Samsung Celebrates Two Wins at Top Machine Reading Comprehension Challenges

Ciarán Daly

July 10, 2018

2 Min Read

Samsung Research, the R&D hub of Samsung Electronics, has come up trumps in two of the world's top AI machine reading comprehension competitions, the firm announced yesterday.

The competitions, Microsoft MAchine Reading COmprehension (MS MARCO) and TriviaQA, feature contestants from distinguished universities and leading AI firms, including SQuAD of Stanford University and NarrativeQA of DeepMind. They test AI algorithms' natural language processing capabilities for analysing human Q&As and text in different types of documents.

Run by the University of Washington, TriviaQA contains over 650K question-answer-evidence pairs. Meanwhile, in Microsoft's test, ten documents were given to the algorithm along with a query, with the AI being challenged to generate an 'optimum answer' to the query based on the information provided. The queries were selected at random from Bing users, and answers were statistically evaluated against human answers. The test is designed to apply an algorithm to real-world problems.

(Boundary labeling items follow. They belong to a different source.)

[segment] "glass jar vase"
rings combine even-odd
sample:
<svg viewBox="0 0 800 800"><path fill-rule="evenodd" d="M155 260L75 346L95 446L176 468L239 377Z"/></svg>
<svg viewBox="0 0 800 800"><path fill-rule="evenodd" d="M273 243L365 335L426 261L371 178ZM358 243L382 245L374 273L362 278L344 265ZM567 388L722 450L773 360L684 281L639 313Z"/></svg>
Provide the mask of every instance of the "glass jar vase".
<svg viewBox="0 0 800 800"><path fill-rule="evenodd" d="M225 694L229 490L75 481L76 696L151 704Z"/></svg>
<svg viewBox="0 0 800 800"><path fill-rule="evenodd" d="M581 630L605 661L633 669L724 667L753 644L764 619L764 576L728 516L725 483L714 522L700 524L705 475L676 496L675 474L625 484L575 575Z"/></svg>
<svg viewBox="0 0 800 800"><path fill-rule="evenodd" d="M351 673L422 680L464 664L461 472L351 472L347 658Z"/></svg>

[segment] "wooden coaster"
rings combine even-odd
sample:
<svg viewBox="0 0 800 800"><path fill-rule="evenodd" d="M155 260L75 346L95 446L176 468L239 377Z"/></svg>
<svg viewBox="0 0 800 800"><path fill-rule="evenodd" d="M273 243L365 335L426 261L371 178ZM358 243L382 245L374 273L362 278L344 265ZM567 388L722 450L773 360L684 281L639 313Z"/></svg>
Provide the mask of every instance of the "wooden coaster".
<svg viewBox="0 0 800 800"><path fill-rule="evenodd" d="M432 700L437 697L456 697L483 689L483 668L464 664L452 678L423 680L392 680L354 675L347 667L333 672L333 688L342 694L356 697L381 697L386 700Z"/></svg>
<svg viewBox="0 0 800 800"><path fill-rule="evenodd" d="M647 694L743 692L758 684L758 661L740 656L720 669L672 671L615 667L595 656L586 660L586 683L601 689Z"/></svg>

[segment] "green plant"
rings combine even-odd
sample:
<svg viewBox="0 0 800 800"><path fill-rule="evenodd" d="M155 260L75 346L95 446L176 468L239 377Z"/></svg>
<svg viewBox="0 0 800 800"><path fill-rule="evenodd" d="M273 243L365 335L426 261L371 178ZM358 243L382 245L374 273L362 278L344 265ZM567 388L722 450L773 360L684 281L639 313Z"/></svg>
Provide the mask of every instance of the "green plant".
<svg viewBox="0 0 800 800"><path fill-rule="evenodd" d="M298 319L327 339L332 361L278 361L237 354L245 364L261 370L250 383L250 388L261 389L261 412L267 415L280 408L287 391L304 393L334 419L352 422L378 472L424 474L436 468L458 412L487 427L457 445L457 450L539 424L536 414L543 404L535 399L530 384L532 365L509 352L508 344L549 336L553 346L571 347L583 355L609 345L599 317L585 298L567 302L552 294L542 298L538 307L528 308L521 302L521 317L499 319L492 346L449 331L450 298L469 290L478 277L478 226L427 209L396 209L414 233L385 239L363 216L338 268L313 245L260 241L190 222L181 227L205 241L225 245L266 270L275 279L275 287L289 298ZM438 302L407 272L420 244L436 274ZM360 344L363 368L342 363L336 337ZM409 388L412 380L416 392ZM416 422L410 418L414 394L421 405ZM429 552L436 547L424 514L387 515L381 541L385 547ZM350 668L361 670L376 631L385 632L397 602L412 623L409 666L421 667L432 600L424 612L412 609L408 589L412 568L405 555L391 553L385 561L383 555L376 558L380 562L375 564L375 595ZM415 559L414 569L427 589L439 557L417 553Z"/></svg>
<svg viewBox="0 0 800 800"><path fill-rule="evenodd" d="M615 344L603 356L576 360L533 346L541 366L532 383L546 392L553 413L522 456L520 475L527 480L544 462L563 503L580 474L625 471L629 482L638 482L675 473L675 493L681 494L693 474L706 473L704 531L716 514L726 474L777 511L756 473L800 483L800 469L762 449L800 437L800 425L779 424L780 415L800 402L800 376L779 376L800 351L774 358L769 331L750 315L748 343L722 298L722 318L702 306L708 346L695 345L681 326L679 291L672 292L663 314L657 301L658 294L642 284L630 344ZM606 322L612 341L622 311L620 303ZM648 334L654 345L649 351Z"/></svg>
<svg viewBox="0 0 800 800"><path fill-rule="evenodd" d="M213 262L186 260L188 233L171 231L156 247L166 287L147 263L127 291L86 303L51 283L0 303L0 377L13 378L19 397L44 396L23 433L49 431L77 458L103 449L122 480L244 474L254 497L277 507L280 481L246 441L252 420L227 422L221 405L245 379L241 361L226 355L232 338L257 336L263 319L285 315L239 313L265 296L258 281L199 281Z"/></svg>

Samsung Research entered the competition with ConZNet, an algorithm that has been developed out of the company's AI center. ConZNet utilises the Reinforcement Learning technique, which deploys a 'carrot-and-stick' strategy in the learning process by providing reasonable feedback for the outcomes.

"We are developing an AI algorithm to provide answers to user queries in a simpler and more convenient manner, for real life purposes," said Jihie Kim, Head of Language Understanding Lab at Samsung Research. "Active discussion is underway in Samsung to adopt the ConZNet AI algorithm for products, services, customer response, and technological development."

Contests are an increasingly integral aspect of the global race to develop AI technologies, particularly in the areas of machine vision. The Beijing-based wing of Samsung Research won the International Conference on Document Analysis and Recognition (ICDAR) hosted by the International Association of Pattern Recognition (IAPR) in March, putting them in a top-tier group for global computer vision tests. The ICDAR is the most influential competition in Optical Character Recognition (OCR) technologies.